Nel periodo di appartenenza del tesoretto, II-I secolo a. C.. la paga del legionario romano oscillò fra i 140 denari annui, al tempo di Cesare, ai 225, nell’epoca di Augusto. Con 1700 denari si  sarebbe pagato al massimo il soldo di un mese di un manipolo(formato da due centurie), ma più facilmente di una centuria(formata da 70/80 uomini). C’ è da dire però che queste formazioni dipendevano economicamente dalla cassa della legione, o da quella personale del  comandante in capo. Quando un manipolo, o una centuria, si muoveva separatamente dal grosso dell’esercito o presidiava un punto strategico, viveva a spese delle popolazioni locali. Sicuramente questi 1700 denari erano il peculio di una famiglia agiata e avevano un alto potere d’acquisto, che mantennero nei secoli I e II d. C. Nel nord Italia poi, secondo Ettore Ciccotti(1863-1939), fine studioso del mondo antico, il costo della vita nel I secolo a. C. era più basso rispetto al centro- sud.

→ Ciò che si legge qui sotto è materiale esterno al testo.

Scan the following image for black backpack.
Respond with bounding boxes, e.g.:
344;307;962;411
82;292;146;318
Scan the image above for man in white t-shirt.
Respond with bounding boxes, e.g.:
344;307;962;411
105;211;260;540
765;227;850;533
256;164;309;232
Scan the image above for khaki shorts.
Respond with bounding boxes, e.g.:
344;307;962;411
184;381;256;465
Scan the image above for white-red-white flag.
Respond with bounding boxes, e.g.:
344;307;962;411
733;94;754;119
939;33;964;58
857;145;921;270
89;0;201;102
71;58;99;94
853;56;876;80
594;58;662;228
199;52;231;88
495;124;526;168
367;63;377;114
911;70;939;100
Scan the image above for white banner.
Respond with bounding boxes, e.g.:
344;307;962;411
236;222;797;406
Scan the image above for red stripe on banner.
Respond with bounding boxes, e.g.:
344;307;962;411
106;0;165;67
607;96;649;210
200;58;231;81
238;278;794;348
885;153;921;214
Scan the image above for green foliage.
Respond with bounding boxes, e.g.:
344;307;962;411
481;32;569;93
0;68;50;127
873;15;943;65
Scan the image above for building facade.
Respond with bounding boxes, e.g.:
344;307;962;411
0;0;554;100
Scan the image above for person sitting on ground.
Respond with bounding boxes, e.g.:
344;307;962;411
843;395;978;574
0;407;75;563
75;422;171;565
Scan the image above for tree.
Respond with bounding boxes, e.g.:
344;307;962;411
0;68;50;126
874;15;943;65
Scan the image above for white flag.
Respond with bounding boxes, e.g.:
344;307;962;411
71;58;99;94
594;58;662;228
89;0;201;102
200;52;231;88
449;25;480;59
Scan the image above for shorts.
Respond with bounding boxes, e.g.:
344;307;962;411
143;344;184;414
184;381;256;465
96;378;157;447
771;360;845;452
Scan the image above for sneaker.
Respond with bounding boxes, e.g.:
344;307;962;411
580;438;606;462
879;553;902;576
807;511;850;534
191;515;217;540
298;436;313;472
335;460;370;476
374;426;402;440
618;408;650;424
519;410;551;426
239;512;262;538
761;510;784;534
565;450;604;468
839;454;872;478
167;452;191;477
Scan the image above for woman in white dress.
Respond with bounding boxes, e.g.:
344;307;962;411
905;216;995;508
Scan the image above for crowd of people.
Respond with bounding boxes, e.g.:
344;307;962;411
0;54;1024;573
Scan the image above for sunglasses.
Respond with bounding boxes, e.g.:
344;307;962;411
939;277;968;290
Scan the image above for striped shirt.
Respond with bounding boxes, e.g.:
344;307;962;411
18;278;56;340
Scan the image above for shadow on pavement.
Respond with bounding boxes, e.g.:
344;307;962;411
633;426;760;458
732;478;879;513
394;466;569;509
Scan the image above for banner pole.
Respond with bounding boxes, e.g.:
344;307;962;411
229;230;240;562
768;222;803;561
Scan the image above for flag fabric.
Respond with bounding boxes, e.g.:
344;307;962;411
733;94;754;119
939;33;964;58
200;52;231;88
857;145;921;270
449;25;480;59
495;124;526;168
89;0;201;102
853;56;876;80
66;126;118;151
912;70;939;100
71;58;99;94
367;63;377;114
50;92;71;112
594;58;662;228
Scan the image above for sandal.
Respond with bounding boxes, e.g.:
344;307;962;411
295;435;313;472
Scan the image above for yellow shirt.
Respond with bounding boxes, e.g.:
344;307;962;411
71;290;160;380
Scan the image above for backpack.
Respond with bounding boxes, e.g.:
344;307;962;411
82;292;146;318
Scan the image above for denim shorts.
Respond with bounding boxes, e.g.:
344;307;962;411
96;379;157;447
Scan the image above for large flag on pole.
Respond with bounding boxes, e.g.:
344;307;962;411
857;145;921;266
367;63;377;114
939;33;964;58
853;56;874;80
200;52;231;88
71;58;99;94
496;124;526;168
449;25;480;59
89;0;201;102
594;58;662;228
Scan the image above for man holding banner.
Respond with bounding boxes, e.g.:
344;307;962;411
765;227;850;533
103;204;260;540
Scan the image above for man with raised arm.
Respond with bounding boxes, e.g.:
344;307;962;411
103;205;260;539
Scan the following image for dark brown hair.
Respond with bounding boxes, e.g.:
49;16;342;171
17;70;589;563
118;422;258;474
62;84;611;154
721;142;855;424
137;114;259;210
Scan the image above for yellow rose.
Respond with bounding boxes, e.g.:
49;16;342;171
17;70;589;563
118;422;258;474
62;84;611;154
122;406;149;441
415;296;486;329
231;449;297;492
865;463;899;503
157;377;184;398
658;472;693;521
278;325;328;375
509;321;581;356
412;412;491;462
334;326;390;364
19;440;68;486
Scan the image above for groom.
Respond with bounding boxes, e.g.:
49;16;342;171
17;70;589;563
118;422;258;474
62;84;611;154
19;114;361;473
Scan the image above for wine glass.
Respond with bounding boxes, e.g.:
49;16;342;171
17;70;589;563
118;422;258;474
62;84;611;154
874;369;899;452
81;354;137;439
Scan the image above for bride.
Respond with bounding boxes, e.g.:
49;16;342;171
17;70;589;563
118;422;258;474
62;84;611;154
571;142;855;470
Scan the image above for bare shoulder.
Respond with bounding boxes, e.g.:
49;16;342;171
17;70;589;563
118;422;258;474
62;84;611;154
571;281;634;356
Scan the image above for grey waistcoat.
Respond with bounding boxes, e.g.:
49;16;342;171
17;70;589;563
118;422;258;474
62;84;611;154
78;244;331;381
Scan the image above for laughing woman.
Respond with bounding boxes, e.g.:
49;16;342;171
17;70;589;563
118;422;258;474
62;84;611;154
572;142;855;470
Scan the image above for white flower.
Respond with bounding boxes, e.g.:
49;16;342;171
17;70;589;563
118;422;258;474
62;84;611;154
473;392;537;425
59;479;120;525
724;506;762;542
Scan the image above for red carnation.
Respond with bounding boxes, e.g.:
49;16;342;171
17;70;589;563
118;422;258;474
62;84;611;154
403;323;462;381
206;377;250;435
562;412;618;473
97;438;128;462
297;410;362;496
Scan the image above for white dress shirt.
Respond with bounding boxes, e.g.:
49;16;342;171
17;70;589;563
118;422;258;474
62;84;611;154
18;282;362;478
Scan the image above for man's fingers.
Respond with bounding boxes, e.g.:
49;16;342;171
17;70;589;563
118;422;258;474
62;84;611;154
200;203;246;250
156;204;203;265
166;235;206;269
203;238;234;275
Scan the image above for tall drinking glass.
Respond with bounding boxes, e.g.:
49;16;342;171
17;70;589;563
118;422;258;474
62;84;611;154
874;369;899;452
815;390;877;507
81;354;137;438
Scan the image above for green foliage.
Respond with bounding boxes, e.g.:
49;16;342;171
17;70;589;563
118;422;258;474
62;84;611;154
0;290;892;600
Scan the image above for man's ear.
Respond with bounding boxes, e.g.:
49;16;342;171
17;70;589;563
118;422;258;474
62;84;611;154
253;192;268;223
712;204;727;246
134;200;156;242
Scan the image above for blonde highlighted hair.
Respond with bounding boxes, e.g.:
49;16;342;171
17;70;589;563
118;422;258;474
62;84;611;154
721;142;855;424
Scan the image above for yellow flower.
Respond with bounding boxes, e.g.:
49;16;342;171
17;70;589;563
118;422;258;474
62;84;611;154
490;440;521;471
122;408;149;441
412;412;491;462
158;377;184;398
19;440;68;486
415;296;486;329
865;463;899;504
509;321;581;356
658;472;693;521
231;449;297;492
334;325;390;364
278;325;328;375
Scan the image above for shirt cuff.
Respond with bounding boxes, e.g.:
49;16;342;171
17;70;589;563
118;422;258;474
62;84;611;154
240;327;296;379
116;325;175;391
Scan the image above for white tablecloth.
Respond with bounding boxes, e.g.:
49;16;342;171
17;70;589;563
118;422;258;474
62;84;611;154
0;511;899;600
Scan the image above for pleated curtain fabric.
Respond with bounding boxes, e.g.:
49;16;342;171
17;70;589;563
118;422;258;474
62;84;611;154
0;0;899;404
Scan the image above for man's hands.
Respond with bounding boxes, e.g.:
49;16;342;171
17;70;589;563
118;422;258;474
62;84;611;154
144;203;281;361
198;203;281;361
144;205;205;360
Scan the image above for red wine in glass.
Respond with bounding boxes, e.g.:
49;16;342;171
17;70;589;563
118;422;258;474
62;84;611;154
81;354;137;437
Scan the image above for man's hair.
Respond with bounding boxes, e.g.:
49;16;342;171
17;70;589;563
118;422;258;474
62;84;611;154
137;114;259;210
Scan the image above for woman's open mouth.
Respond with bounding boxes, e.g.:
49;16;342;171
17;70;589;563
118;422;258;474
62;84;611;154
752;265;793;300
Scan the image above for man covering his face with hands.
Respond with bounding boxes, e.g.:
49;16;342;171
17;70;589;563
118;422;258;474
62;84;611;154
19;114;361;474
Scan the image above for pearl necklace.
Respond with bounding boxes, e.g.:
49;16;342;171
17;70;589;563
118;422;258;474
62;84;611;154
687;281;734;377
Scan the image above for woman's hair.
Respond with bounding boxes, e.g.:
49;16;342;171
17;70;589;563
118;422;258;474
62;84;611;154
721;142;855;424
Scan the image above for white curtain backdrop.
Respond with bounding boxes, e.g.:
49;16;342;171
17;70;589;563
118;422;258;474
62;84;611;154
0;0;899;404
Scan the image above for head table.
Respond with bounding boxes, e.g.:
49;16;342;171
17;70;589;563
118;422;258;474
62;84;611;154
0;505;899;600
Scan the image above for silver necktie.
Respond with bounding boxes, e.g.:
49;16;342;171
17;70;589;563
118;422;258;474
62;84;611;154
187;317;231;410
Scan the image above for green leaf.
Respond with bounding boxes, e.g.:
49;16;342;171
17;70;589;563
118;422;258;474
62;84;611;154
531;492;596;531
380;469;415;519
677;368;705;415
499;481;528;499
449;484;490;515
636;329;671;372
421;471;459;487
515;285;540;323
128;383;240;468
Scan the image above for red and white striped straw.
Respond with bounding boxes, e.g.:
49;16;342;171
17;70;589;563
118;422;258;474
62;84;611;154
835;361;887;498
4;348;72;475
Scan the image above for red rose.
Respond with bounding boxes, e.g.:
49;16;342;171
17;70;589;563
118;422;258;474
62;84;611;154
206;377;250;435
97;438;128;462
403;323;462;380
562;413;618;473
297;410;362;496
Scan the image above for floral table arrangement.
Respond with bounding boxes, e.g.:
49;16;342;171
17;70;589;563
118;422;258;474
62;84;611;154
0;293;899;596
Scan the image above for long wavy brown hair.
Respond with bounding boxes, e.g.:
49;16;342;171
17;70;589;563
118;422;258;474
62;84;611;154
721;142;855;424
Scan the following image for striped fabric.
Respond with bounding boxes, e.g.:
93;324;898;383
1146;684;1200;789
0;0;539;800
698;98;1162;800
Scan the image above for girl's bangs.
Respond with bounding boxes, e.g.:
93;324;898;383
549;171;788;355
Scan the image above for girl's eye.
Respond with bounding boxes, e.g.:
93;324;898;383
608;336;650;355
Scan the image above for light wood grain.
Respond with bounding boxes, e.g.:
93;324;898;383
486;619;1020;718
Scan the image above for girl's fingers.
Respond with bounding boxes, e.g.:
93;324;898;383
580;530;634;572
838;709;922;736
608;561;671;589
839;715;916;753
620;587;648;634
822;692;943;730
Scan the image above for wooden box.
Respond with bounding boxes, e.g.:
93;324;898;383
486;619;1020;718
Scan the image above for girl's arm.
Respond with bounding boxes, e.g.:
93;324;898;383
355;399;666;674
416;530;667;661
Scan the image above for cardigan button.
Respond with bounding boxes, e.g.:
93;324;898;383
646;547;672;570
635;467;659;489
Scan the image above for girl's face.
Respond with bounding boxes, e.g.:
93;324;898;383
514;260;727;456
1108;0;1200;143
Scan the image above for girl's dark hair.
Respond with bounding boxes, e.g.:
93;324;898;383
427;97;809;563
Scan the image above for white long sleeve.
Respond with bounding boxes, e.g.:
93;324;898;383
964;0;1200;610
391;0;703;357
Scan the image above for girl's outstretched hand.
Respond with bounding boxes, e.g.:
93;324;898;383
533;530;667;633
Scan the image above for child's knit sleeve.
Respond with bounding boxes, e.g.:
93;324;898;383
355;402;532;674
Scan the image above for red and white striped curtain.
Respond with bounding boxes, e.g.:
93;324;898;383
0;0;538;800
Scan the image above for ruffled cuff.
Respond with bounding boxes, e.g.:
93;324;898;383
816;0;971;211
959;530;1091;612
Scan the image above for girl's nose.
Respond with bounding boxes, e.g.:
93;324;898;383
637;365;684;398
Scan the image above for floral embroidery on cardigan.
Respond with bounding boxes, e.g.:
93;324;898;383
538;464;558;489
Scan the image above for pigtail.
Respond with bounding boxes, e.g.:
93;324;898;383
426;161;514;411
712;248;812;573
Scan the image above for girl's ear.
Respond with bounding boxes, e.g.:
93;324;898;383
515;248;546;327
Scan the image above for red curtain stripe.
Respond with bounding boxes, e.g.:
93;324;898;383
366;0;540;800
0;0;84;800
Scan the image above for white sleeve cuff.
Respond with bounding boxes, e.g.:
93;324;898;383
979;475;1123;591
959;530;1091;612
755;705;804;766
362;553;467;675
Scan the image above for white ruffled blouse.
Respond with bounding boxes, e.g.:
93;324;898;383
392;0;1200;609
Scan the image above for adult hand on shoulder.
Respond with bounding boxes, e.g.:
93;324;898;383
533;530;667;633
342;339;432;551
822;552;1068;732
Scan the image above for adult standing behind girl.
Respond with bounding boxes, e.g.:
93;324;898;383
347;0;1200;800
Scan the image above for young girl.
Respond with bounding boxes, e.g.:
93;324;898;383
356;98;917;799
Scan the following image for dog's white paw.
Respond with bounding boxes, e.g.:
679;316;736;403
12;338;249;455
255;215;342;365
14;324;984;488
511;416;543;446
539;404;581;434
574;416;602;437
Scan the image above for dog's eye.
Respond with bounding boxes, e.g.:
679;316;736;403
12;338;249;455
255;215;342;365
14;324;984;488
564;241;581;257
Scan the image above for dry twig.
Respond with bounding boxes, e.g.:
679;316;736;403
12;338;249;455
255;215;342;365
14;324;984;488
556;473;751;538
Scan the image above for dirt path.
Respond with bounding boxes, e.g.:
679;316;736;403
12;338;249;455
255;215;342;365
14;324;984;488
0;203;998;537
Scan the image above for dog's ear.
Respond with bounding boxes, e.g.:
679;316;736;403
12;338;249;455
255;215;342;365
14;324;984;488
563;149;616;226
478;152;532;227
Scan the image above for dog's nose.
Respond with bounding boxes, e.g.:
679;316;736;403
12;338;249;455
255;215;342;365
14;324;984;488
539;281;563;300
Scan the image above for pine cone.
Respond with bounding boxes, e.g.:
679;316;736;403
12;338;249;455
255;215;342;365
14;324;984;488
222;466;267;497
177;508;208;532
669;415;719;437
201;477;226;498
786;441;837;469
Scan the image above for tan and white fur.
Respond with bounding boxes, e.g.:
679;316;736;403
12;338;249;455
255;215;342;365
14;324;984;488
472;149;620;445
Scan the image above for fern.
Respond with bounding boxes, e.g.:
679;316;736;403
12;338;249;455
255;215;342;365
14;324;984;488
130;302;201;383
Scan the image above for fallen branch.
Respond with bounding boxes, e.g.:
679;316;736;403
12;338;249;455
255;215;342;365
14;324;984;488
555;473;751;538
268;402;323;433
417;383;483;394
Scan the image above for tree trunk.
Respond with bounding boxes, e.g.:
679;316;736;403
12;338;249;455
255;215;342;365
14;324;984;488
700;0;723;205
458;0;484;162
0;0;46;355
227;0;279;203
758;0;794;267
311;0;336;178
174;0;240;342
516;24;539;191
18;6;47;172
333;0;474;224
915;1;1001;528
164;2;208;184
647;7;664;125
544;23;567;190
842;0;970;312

I dati a nostra disposizione non sono tanti, però si può fare un piccolo confronto.

Partiamo dal legionario romano: nel I secolo a. C. il soldo annuo passerà da 140 a 225 denari(sotto Augusto), praticamente 1,1 / 1,8 denari ogni tre giorni. Bisogna aggiungere che, nel tempo, sempre più lo stipendio sarà integrato da donativi e  vettovaglie. Una famiglia di modesto livello sociale poteva arrivare a spendere fino a sei sesterzi al giorno(1, 5 denari). Un moggio di grano(litri 8 e 2/3) costava 30 assi(7,5 sesterzi= 1 denaro, 3 sesterzi e 2 assi). Un’anfora di vino (19,44 litri) era venduta a 60 assi(15 sesterzi), un litro quindi veniva pagato 3 assi. 400.000 sesterzi erano il limite che consentiva l’appartenenza alla classe dei cavalieri.

In termini di peso, 1700 denari(6800 sesterzi) corrispondono a 6 chili e 600 grammi di argento, per un valore attuale di 4620 euro. Un valore più basso di quello che un lingotto di più di sei chili aveva nell’antichità, quando il rapporto oro – argento (1:10/12) era più vantaggioso di oggi (1:50/60). Le monete appartengono al periodo 194/44 a. C e ciò è facilmente determinabile perché sui denari romani, al rovescio, sono riportati i nomi dei magistrati monetali e soggetti appartenenti alla storia delle famiglie di appartenenza. I magistrati erano tre, venivano eletti ogni anno e avevano lo scopo di sovraintendere alle operazioni di battitura delle monete, per evitare frodi e malversazioni. La magistratura monetale era la prima del Cursus Honorum dei nobili romani intenzionati a fare carriera in politica. In età repubblicana comunque, il Senato, in caso di necessità, poteva autorizzare anche altri magistrati(consoli, questori, edili ecc.) a coniare moneta.

Concludiamo affermando che il tesoro venne occultato dopo il 44 a . C. o che l’ultimo accesso ad esso da parte del proprietario fu in tale data.